À l’opposé de certains partis qui prédisent un coup d’épée dans l’eau, l’état-major de Calédonie ensemble voit dans le prochain Comité des signataires une étape cruciale dans la préparation de l’échéance de 2018.

Et d’abord pour crever l’abcès de la question du corps électoral référendaire qui est en train de gonfler. « L’État a entrepris un travail d’identification et de quantification des populations kanak qui ont vocation à être inscrites sur la liste référendaire », rappelle Philippe Michel en affirmant que le nombre de personnes manquantes, parce que non inscrites sur la liste électorale générale, « est probablement très très inférieur aux 25 000 qui apparaissent sur le registre d’état civil coutumier. »

Scrutin incontestable

Pour sortir de la polémique, née de la revendication d’une inscription « sans condition » des Kanak sur la liste référendaire, Calédonie ensemble préconise « que toutes les personnes nées en Nouvelle-Calédonie et qui y vivent, soient inscrites d’office sur la liste référendaire indépendamment du fait qu’elles soient inscrites ou non sur la liste générale. Nous porterons cette proposition au Comité car il est capital que la sincérité de la consultation ne puisse pas être remise en cause, ni avant, ni après son déroulement. »

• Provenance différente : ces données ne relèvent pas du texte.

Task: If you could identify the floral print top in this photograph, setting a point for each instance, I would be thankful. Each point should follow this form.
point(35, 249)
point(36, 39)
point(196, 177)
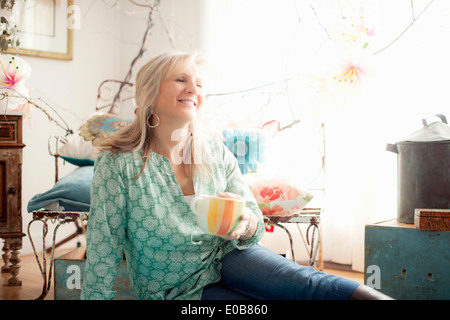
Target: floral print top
point(148, 219)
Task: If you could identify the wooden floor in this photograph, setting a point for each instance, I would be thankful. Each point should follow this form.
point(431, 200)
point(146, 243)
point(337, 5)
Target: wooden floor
point(32, 281)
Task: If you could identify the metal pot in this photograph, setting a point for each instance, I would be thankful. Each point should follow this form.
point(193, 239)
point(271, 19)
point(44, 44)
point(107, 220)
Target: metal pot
point(423, 165)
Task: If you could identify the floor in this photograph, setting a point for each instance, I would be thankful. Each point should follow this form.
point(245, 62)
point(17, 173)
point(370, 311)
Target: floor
point(32, 282)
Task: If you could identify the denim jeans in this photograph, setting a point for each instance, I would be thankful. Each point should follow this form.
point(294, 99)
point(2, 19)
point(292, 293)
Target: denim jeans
point(260, 274)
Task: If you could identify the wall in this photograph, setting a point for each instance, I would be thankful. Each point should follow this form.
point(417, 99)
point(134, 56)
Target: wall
point(104, 46)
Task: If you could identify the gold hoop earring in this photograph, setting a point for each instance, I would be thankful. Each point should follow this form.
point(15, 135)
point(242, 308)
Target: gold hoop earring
point(149, 121)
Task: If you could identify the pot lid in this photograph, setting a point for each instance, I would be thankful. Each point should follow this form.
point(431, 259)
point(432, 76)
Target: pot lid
point(434, 131)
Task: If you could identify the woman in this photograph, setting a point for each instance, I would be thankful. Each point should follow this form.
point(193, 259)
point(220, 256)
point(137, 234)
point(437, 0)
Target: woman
point(143, 180)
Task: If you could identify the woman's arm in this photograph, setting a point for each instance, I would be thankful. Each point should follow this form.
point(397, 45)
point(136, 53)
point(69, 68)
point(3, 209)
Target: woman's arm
point(243, 238)
point(105, 231)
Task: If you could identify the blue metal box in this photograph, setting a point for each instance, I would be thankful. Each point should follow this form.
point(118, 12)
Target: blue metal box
point(69, 275)
point(412, 264)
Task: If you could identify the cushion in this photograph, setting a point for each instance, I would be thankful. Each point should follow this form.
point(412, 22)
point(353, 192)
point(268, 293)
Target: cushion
point(77, 151)
point(277, 196)
point(72, 192)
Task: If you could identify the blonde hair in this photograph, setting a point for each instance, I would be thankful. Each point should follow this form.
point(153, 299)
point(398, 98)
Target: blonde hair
point(138, 135)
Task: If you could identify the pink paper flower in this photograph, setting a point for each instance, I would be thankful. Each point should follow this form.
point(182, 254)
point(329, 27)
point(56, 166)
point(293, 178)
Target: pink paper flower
point(14, 71)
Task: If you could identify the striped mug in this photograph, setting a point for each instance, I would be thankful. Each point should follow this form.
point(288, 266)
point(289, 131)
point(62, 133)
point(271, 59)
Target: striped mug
point(217, 215)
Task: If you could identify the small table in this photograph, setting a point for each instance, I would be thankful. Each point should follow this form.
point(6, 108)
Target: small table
point(59, 217)
point(310, 216)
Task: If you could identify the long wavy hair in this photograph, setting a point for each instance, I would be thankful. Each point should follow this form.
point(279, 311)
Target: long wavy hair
point(138, 135)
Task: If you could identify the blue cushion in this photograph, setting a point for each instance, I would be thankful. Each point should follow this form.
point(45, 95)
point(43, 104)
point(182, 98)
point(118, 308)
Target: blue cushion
point(78, 162)
point(71, 192)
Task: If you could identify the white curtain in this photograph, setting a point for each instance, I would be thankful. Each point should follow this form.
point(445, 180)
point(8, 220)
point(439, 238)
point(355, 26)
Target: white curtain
point(301, 47)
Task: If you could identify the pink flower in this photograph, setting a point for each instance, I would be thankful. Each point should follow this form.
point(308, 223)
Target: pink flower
point(14, 71)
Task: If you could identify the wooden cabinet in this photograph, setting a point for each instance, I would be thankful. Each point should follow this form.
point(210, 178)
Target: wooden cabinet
point(11, 193)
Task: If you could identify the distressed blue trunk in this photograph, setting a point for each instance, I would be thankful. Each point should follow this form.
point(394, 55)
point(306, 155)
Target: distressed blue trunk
point(413, 264)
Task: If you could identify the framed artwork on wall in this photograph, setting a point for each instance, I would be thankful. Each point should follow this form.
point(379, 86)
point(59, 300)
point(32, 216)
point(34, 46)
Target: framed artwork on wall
point(43, 29)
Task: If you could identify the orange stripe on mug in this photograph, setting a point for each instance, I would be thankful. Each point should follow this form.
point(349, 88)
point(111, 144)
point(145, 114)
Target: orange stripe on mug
point(238, 208)
point(213, 215)
point(228, 213)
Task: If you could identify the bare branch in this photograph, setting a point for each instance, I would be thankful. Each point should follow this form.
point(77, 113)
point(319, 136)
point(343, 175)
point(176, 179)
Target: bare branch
point(406, 29)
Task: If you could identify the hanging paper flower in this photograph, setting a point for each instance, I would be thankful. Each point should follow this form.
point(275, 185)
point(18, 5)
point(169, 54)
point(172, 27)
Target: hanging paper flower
point(14, 71)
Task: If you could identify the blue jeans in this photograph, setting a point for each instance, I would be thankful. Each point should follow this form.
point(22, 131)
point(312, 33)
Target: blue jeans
point(259, 273)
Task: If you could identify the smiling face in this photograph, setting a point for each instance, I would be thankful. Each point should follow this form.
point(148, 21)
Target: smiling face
point(180, 96)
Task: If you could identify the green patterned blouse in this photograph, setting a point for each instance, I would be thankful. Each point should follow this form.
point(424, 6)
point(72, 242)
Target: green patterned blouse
point(148, 219)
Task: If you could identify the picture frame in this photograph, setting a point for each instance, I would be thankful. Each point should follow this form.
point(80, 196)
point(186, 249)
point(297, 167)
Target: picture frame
point(42, 29)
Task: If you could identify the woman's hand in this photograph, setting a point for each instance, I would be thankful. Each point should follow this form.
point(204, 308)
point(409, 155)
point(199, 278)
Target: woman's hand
point(245, 226)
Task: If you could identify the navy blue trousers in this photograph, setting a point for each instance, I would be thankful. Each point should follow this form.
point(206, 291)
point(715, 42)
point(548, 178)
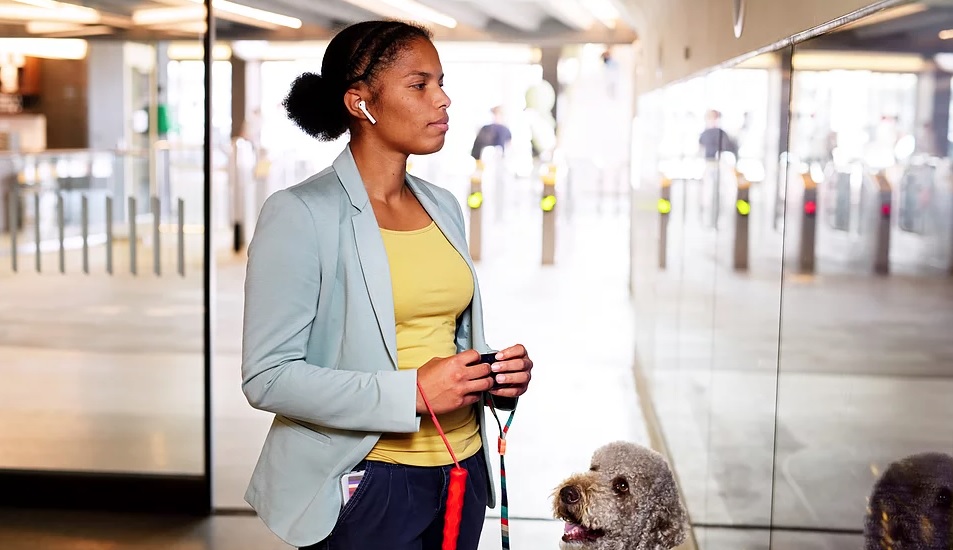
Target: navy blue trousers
point(402, 507)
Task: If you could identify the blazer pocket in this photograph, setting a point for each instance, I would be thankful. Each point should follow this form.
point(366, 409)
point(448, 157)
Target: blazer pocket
point(303, 429)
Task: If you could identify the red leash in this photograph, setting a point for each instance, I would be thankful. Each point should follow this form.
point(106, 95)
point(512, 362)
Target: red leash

Reste que l’entreprise n’est pas simple juridiquement, elle suppose une modification de la loi organique. Elle n’est pas simple non plus d’un point de vue technique et administratif. Mais, selon Calédonie ensemble, c’est le seul moyen d’éviter un éventuel retour aux troubles.

Brigades spécialisées

Autre sujet majeur pour le mouvement de Philippe Gomès, l’avenir institutionnel. « Les travaux des missionnaires sont une pierre supplémentaire sur le chemin de la sortie de l’Accord. C’est un socle sur lequel nous devons nous appuyer pour poursuivre les discussions politiques en 2017, sachant que nous avons finalement plus de points de convergence que de divergences. »

Le Comité abordera bien sûr la question du nickel et la manière pour l’État d’aider à traverser la crise majeure que connaît le secteur.

Quatrième sujet fort, le problème de la délinquance qui s’aggrave d’année en année. La question sera posée de la création d’une brigade de gendarmerie spécialisée dans la prévention de la délinquance juvénile, d’une brigade spécialisée dans les violences faites aux femmes, et le renforcement d’effectifs dans plusieurs brigades existantes. Au chapitre économique et social il s’agira de finaliser la prochaine génération de contrats de développement 2017-2021, et de travailler sur les gros dossiers de renouvellement des flottes d’Aircal et d’Aircalin. Calédonie ensemble souhaite également la venue d’une mission du ministère de la Santé concernant l’état de déficit structurel du Ruamm et les problèmes de gestion de la Cafat. Enfin, Philippe Gomès s’est aperçu que dans le projet de budget 2017 de l’État, les crédits alloués à l’opération « cadres avenir » allaient être rabotés de 650 millions, alors que ce budget devait être sanctuarisé.